Our Sun and the Local System of stars are part of a much larger disc-shaped collection of many billions of stars, gas, and dust that are bound together by mutual gravitational attraction to a vast flattened system that turns like a great pinwheel in space. A simplified sketch of our galaxy is presented above. There is a dense bright central region or nucleus and spiral arms extend from the nucleus outward into space to form a flat disk. These arms become increasingly thin until they are imperceptible. Our Earth and the solar system is embedded within the great disk that is our galaxy, and from our vantage point within this disk (and toward the edge of the great wheel), the plane of the galaxy appears as a great glowing arch in the night sky -- the Milky Way. All stars that we can see with the naked eye and almost all stellar material that is visible to our telescopes is concentrated within this galactic disk or plane, as it is called. The immense mass of stars and light has been known to man since time began through many names: River of Heaven, River of Light, Silver Street, Winter Street, Shining Wheel and The Ashen Path.
Figures A, B, and C below illustrate the general features of the Galaxy. Our Sun is located very much toward the edge or rim of the galactic disk, rather than toward the center. Keep in mind that we are embedded deep within the plane of the galaxy and that there are countless stars above and below us as well as toward the center and rim of the galactic disk. However, by far the greatest concentration of light and stellar matter appears to us in the direction of the Galactic Center and Anti-Center, as we look through or along the actual plane of the galaxy. If we look (from the Earth) in the direction of the North or South Pole of the Galaxy, we are not peering through the countless stars concentrated in the disk, but rather through a relatively thin sheet of stars between us and the intergalactic void beyond.
Because we are situated so far out on the galactic disc, there is also a great difference in what we see when we look toward the Center as opposed to the Anti-Center of our galaxy. There is much less material between us and the rim or edge of the galactic plane than there is toward the galactic center. When we gaze toward the galactic center (GC), we receive the combined light from all the stars between us and that center as well as the light stemming from the stars in the galactic disc beyond the center. In fact, as we look into the GC, we receive light (at once) that has been travelling to reach us for very different periods of time.

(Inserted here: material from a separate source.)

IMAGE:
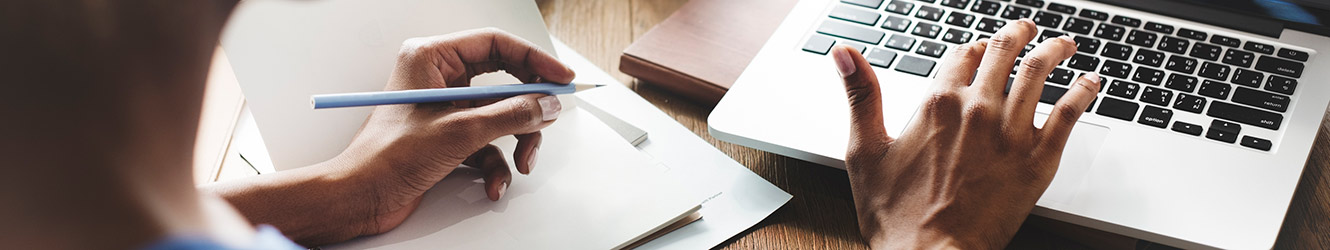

Keep in mind that although it takes some 9 minutes for light to reach us from the Sun, it takes a period of around four years for us to receive light from even the nearest of stars. When we consider what we see as we gaze toward the GC, it becomes difficult to comprehend. We are looking at starlight that may have been travelling to reach us for 50-70,000 years! In other words we are looking at stars as they were a long, long time ago. We are looking into the past at the universe then. Who knows if these stars even exist now and, if so, what kind of light they give off today. We will not know for another 50,000 years of so. The stars in the anti-center direction are not so distant from us and we have a more up-to-date idea of how the galaxy is when we look in this direction.